A Ray of Hope at the Houston Holocaust Museum


I’ll be honest, I don’t really like Holocaust Museums. Oh, don’t get me wrong, it’s a story that needs to be told, as unbelievably there are still people out there who think this tragic piece of history never happened. But I just don’t like to hear about it. Aside from the obvious pain, suffering and loss of life, I’m deeply troubled by it on a much deeper level. I’m just so disappointed that my fellow human beings orchestrated these mass slaughters on the basis of religious differences. It deeply saddens me, and if I get too philosophical about it all, I end up asking myself deeply probing questions such as “What separates the Nazis from me – after all we’re the same species?” And then I leave the museum in a pretty morose mood.

But the Houston Holocaust Museum is different. Granted they do present the realities of the Holocaust, but they also offer a ray of hope with a unique installation in their back garden.

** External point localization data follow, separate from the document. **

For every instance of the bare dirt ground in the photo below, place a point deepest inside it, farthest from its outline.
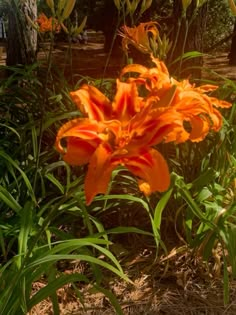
(177, 285)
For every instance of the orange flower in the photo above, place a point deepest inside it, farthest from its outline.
(194, 105)
(48, 24)
(139, 36)
(124, 131)
(116, 133)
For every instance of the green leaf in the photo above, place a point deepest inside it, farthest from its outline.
(8, 199)
(160, 207)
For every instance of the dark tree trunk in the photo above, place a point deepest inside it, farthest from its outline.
(232, 54)
(22, 37)
(186, 36)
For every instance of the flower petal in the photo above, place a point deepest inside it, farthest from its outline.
(99, 172)
(126, 102)
(81, 128)
(78, 152)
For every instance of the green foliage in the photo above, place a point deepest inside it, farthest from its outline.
(43, 217)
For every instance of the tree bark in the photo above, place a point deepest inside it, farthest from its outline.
(22, 37)
(232, 54)
(186, 36)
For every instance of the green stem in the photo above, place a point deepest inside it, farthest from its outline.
(49, 65)
(184, 45)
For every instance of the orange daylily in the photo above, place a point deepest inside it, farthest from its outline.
(125, 130)
(195, 106)
(118, 132)
(48, 24)
(139, 36)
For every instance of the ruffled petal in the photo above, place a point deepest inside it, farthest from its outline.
(126, 102)
(78, 152)
(80, 128)
(99, 172)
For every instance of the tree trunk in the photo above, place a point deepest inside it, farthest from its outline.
(232, 54)
(22, 37)
(186, 36)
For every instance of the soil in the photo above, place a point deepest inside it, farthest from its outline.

The installation includes a railroad car and a fishing boat. The railroad car was used to transport people to the death camps, and a sobering as it all is, the fishing boat offers the ray of hope. In fact, it’s a very uplifting story. The boat was used by Danish fisherman who rescued Jews, hid them in the hold and transported them beyond the Nazi reach. So even in those bad times, there were people who did the right thing. And on some level that’s comforting to know.

The docent also offered a great interpretation of it all. Along with the realities of the harsh conditions in the railroad car, he also pointed out the hope that existed on the boat. And he had a special message for the children in the group – of which there were many. He advised them to embrace the differences in the people around them, learn from them and keep an open mind – so that a tragedy like the Holocaust will never happen again. Good advice is these uncertain times.

The museum is a good choice for wheelers and slow walkers, as the wheelchair-access is excellent. There’s level access to all of the inside exhibits, accessible restrooms and wheelchairs for loan at the front desk. Additionally there’s ramp access to the railroad car, so you can roll-in and really experience it all. And there’s plenty of accessible parking in the lot across the street.